The written proposal is a ritual almost every service founder performs without questioning it. You have a great discovery call, you go home, you spend hours building a beautiful document with scope, deliverables, timeline, and a price, and you send it. Then you wait, and often the deal goes quiet. The reflex is to blame the price or the follow-up. The more useful suspicion is that the artifact itself is working against you. A written proposal has a structural flaw: it makes the buyer do the hardest part of the sale alone. They open a static document, with no narration, no emphasis, no you, and they have to reconstruct your reasoning, weigh the price against a value you are not there to frame, and answer their own objections in your absence. Most buyers are not good at that, and they do not enjoy it, so the document sits.

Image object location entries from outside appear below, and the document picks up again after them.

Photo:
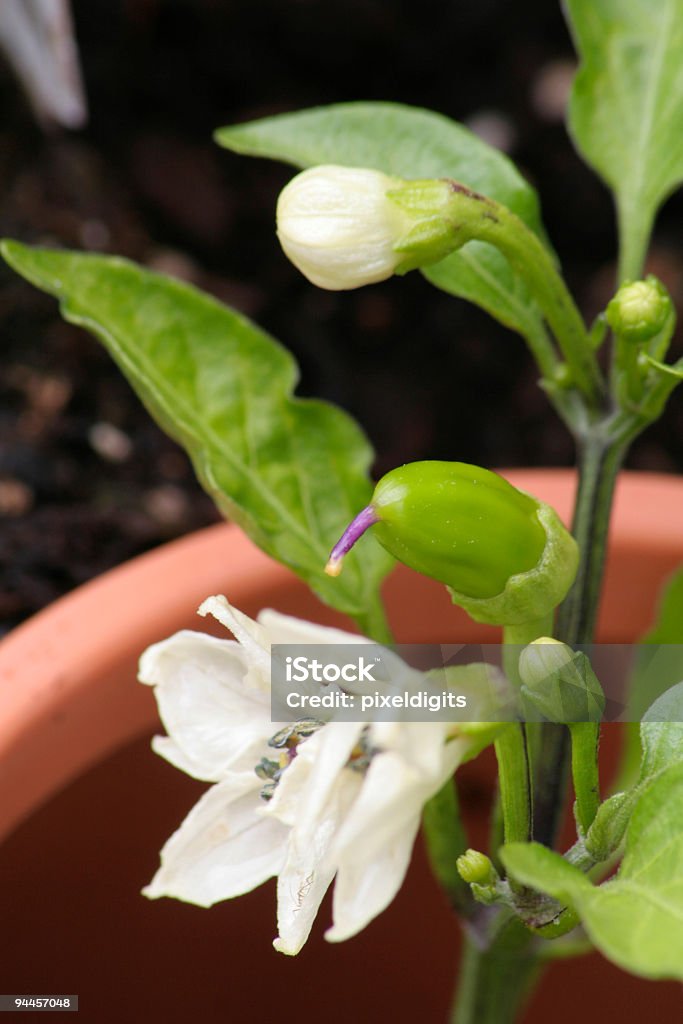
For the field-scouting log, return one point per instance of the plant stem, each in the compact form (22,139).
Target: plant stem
(514,779)
(445,841)
(585,736)
(600,460)
(532,261)
(494,982)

The question is not "how do I write a better proposal?" It is "why am I sending my most important sales moment as a file the buyer has to interpret by themselves?" You should send a 4-minute video walkthrough instead of a written proposal because video puts you back in the room to frame value, sequence the reveal, and pre-empt objections while the buyer decides, which is why 63% of sales pros report video raised response rates and over 70% say it beats text at generating opens, clicks, and replies , and why buyers increasingly prefer to absorb complex offers through video rather than reading, with 72% preferring to learn about a service by video over text .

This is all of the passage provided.